Retrieval-augmented generation (RAG) has been used to enhance the capabilities of large language models (LLMs) by incorporating external knowledge. However, RAG is susceptible to retrieval corruption, a type of attack in which disruptive information is inserted into the document collection, leading to the generation of incorrect or misleading responses. This poses a serious threat to the reliability of RAG systems.
Researchers from Princeton University and UC Berkeley have developed a defense framework called RobustRAG, the first of its kind specifically designed to counter retrieval corruption. The foundation of RobustRAG is an isolate-then-aggregate approach where each retrieved document is analyzed individually, and the results are securely combined to deliver a final response.
To secure aggregate unstructured text answers and implement RobustRAG, keyword-based and decoding-based algorithms have been developed. These limit and reduce the impact of contaminated passages during the aggregation process, even if some are retrieved. One of the main strengths of RobustRAG is its ability to demonstrate provable robustness for specific query types, meaning that even under an attack it will generate accurate results.
Through extensive testing on various datasets, including open-domain question answering (QA) and long-form text production, the effectiveness and versatility of RobustRAG have been validated. It not only offers solid protection against retrieval corruption but also demonstrates good generalizability across various workloads and datasets. This makes RobustRAG a robust solution for enhancing the security and reliability of RAG systems.
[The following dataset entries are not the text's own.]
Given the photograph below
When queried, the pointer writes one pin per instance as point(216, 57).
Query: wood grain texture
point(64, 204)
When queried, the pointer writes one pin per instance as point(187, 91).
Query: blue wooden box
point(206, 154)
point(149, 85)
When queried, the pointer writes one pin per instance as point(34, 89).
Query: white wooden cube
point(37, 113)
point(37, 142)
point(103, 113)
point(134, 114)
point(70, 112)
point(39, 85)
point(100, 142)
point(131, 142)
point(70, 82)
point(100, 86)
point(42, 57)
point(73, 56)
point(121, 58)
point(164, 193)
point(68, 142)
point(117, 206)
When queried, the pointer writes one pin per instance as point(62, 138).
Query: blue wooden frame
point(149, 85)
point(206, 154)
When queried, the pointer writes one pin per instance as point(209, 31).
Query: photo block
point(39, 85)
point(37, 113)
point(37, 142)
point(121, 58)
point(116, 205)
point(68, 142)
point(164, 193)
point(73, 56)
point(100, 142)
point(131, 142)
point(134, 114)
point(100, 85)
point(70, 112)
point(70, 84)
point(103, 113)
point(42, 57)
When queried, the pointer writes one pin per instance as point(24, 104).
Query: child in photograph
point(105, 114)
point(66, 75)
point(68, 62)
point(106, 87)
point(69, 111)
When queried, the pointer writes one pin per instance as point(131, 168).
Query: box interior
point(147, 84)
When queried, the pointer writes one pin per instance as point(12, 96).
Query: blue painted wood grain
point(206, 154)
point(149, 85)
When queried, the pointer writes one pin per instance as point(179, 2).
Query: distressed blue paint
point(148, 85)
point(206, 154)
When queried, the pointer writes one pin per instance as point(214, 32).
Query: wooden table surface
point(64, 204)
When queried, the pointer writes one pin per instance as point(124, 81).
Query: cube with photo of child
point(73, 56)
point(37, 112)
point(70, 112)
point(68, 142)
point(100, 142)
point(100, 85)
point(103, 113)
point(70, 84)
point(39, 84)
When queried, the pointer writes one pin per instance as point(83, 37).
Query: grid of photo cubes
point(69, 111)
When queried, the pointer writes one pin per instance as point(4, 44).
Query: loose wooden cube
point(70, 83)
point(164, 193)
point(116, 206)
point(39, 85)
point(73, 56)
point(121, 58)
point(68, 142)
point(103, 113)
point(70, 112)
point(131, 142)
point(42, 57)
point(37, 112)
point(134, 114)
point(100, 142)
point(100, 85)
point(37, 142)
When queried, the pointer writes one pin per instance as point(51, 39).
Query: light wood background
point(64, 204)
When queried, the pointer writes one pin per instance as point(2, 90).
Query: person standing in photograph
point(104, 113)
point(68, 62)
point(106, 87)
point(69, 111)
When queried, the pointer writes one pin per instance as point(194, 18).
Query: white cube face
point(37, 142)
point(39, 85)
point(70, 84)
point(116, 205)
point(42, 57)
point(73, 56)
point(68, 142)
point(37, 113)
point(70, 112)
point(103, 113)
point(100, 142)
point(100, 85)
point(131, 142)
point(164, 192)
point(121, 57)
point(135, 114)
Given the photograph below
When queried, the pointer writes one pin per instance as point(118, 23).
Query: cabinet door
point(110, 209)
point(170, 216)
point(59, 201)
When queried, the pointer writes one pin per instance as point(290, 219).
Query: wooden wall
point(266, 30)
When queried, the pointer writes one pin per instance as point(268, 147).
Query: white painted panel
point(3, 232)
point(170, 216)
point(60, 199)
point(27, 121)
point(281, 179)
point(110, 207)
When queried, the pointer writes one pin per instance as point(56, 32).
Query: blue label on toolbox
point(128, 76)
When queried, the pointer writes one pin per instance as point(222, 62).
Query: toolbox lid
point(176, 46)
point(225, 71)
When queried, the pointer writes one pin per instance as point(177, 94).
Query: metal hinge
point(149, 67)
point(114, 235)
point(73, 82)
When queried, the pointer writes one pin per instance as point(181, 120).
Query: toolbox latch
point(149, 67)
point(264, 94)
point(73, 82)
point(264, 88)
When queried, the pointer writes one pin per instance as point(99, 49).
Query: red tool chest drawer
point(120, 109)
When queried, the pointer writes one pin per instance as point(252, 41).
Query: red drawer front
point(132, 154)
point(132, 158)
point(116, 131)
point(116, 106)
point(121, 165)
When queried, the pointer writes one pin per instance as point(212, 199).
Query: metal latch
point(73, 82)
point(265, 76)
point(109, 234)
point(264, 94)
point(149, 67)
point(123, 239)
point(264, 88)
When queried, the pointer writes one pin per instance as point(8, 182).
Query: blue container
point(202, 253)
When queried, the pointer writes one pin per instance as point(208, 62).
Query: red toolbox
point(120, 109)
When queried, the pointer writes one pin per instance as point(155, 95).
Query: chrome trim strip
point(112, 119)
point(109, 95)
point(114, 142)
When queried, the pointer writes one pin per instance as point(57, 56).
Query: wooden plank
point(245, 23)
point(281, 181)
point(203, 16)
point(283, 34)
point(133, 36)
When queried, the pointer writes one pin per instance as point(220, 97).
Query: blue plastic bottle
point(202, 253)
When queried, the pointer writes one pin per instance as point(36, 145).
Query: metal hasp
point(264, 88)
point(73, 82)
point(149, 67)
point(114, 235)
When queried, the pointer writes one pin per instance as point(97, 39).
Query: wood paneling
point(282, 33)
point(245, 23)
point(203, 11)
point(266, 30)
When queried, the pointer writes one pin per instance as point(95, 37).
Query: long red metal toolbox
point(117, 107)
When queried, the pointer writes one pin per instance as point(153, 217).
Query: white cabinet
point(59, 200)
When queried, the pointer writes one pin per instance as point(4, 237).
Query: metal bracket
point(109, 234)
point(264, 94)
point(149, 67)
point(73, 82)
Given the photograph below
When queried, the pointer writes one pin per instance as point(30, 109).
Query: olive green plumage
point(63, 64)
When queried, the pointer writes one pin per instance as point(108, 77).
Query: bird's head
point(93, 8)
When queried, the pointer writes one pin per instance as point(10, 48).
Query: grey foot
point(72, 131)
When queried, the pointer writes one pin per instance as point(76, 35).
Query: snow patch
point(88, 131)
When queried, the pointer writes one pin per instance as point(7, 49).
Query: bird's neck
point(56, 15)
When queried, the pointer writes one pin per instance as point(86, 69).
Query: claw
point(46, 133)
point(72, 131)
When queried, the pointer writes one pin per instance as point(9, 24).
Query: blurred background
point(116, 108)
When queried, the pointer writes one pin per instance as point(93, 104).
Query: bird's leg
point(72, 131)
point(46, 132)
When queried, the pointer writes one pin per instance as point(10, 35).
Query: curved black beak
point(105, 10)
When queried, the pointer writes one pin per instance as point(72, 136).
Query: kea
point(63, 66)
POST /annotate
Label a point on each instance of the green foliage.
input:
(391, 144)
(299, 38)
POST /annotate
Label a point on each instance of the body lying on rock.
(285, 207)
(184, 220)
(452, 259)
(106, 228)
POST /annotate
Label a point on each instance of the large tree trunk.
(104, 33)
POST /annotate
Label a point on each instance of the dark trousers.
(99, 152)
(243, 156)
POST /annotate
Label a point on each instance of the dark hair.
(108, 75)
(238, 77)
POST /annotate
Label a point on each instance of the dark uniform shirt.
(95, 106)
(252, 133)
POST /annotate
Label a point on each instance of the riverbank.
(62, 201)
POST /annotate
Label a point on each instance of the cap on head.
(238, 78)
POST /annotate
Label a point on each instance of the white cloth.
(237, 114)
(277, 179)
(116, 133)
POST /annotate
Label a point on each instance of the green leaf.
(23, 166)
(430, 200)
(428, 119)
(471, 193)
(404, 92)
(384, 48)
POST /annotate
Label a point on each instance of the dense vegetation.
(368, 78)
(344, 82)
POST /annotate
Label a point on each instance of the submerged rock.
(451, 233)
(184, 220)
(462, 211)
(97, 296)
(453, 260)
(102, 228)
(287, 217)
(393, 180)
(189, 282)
The team lists their main contributions as the following:
1. The development of RobustRAG, the first defense structure designed specifically to combat retrieval corruption attacks in RAG systems.
2. The creation of two secure text aggregation techniques for RobustRAG: decoding-based and keyword-based algorithms. These methods have been formally verified to be accurate and reliable in the face of certain threat scenarios involving retrieval corruption.
3. Performance verification of RobustRAG through extensive testing on three different LLMs (Misttral, Llama, and GPT) and three different datasets (RealtimeQA, NQ, and Bio), proving its efficiency and applicability across diverse settings and tasks.